The company is taking new steps on sexual harassment, keeping senior management, and struggling in malls

JCK News Director


  • Nick White

    I appreciate Rob Bates concise summary of the key point’s that management made during Signet’s most recent conference call. In that regard, I would offer the following counter points that are just my opinion:

    a) Sterling has fully embraced omnichannel-that remains to be seen. Sterling has promulgated a 1970 profit model throughout the company’s culture and an insider will never be able to overcome that inertia. Without a significant transformative leader, Sterling will continue as a mall based-retail culture that has a website, all be it an expensive one.

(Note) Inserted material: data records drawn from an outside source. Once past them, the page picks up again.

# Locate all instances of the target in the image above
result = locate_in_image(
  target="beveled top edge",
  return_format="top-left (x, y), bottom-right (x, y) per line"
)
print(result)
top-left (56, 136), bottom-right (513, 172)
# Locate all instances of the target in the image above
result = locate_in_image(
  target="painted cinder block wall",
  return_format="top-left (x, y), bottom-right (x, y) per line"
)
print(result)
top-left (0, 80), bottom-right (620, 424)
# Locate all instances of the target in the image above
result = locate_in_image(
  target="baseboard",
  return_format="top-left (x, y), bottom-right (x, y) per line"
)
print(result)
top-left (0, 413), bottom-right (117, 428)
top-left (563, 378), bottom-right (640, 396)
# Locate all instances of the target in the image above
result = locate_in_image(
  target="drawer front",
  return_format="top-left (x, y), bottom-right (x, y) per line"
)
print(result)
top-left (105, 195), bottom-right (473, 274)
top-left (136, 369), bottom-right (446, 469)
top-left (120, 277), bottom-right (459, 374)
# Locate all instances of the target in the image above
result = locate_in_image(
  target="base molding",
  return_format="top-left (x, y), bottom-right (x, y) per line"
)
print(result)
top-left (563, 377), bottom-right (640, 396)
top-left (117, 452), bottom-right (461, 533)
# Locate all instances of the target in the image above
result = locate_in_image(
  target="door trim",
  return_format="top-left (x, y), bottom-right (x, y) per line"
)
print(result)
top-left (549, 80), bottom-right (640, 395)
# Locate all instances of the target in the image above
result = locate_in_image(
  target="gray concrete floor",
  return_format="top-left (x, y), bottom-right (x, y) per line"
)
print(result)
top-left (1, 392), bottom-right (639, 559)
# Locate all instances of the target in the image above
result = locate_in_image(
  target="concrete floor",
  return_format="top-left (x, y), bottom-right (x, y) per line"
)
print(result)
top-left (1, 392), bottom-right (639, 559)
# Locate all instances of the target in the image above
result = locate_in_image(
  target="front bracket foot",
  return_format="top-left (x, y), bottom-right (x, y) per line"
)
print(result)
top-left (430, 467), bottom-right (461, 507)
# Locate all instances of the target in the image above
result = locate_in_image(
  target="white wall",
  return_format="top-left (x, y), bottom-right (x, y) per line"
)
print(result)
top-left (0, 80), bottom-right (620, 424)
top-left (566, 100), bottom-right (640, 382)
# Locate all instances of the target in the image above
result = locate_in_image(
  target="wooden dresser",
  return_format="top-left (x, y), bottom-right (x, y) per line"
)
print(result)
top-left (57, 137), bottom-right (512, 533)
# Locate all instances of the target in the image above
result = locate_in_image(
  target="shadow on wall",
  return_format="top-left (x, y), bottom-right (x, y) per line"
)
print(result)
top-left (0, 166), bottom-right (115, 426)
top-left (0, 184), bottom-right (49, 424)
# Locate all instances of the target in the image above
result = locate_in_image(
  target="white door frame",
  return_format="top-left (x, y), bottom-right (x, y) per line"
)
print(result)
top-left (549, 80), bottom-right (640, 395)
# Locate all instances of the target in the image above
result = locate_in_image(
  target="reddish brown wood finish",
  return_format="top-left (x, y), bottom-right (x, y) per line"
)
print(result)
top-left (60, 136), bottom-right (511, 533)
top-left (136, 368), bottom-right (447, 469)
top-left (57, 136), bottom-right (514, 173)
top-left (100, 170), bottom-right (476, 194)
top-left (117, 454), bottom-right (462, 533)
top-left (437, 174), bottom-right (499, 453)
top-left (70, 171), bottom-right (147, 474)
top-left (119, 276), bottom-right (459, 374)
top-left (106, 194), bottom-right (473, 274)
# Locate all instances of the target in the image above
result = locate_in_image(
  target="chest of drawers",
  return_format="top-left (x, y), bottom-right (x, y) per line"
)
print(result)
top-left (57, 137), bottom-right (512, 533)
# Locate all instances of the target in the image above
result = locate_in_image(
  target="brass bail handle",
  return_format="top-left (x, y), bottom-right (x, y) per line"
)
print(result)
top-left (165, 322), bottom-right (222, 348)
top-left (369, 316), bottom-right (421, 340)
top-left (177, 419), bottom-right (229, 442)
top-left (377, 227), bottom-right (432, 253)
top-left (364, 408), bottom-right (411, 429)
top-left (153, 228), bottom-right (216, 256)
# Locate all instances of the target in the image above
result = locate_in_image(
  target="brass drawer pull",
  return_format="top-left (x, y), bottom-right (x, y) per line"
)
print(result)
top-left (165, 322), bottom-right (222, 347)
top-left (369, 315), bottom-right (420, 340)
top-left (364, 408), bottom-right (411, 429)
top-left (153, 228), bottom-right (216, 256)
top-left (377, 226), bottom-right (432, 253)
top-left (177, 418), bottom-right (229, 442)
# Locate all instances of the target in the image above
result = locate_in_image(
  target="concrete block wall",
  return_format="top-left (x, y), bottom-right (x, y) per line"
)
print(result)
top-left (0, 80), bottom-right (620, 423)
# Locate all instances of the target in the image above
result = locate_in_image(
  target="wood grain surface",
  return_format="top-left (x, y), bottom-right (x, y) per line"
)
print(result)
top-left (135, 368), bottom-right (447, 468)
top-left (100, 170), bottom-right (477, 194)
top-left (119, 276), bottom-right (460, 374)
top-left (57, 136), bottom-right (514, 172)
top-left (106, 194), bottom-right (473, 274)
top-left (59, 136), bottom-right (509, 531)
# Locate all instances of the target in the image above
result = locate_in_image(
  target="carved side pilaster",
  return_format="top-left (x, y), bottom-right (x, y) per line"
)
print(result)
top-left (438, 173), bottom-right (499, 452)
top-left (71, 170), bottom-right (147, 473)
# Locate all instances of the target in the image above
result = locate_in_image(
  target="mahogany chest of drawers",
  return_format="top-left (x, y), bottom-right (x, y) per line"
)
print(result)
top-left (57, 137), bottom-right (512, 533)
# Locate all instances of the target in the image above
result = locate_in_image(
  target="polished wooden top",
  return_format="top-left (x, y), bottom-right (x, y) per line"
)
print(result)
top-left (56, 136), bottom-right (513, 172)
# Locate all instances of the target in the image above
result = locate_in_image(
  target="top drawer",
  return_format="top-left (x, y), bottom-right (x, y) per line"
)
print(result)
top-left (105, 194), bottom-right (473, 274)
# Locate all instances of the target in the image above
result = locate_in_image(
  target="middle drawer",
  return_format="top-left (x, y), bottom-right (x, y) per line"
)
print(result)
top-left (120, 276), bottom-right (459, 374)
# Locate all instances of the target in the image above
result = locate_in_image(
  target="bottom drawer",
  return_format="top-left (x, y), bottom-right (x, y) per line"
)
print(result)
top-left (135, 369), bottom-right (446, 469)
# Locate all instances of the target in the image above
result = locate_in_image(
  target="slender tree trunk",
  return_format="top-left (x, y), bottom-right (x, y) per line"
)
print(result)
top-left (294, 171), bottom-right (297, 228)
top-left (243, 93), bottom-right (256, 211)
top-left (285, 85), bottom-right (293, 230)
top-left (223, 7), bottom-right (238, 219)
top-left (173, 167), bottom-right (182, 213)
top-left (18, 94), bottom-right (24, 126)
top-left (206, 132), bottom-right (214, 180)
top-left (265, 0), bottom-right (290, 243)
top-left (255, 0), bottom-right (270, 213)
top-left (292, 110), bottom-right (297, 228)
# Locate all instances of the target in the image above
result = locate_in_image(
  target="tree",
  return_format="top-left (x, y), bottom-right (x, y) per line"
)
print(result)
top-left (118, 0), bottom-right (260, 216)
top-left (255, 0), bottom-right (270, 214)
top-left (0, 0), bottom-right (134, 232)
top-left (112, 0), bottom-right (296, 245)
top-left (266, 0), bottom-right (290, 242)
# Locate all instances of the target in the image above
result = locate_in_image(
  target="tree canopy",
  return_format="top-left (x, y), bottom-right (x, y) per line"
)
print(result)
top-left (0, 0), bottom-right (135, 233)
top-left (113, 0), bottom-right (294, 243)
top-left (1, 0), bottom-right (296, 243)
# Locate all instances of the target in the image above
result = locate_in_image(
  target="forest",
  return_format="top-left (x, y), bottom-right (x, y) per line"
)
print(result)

    b) It is a possible sign that the company is moving away from shopping centers-Sterling’s cultural commitment to maximizing the company’s 1970 style retail distribution strategy is best illustrated by the acquisition of Zale. Clearly, the Chairman’s statement that the acquisition has been successful warrants further discussion. Nevertheless, the acquisition was a large strategic blunder driven more by short-term, investor self-interest at the expense of developing sustainable strategic advantage. That is further illustrated by Sterling’s continued capital investment in new mall stores.

    c) Sterling’s proprietary brands have more than doubled in the last year-that is not say much given the performance of the individual brands. In large part, customers buy what they are shown by sales associates, emphasized in the showcase, and advertised in various types of media. Again, it remains to be seen if any of these brands have sufficient awareness to increase the trade-names top of mind awareness. Equally problematic is whether the company maximizes profitability emphasizing these brands.

    d) Todd Stitzer laid out the company’s position on sexual harassment-No other issue emphasizes the importance of culture. Sterling spends a lot of time and money recruiting middle and senior management, including extensive psychological testing, to ensure management conforms to the leadership’s values and management style.

    This case is not new, I have written about it, as have other editors of jewelry trade magazines. However, what is new is new is that the cold facts and specific allegations made by the plaintiffs are in the public domain, which affords the well-deserved scrutiny of Sterling’s carefully crafted culture promulgated for decades.

    Similarly, it is problematic if the creation of a board investigation, appointment of a consultant to review the company’s policies, and establishment of a new independent ombudsman, are more than a line item in the company’s ill prepared crisis management talking points, at least if the coercive results of the company’s TIP (whistle blower) program is the measure.

    What the outcome of the arbitration case will be also remains to be seen. Arbitrators are engaged by large companies, and like government, lobbyists have a conflict of interest in favor of their company’s employer. Notwithstanding the outcome, Todd Stitzer’s contention that the sworn statements of more than 100 women alleging inappropriate sexual conduct for jobs or promotion in the arbitration case record are irrelevant because the plaintiff’s case is that Sterling practiced a pattern of gender discrimination in the firm’s promotion practices, brings into murky light a culture that in practice frames the company’s values in 20th century terms that at best ignores women and at worst devalues women and men too, when they do not conform.

    Historically, research about how consumers choose the jewelry stores they shop first, suggest that a majority go to a store recommended by a trusted friend. In addition, since fine jewelry is an infrequently purchased, high-risk product, subsequent purchases involve a process of gathering information from a number of jewelry stores. Eventually, consumers frequently buy from the store where they believe they have the best relationship with the manager and the sales associate. Moreover, about 60% of the time, they buy from the store they visited first.

    Given this consumer behavior, the heightened role of identity politics, and consumers access to social media, it is clearly questionable just how many customers will want a “Kiss from Kay” in the future if the shadows of the past continue into the future.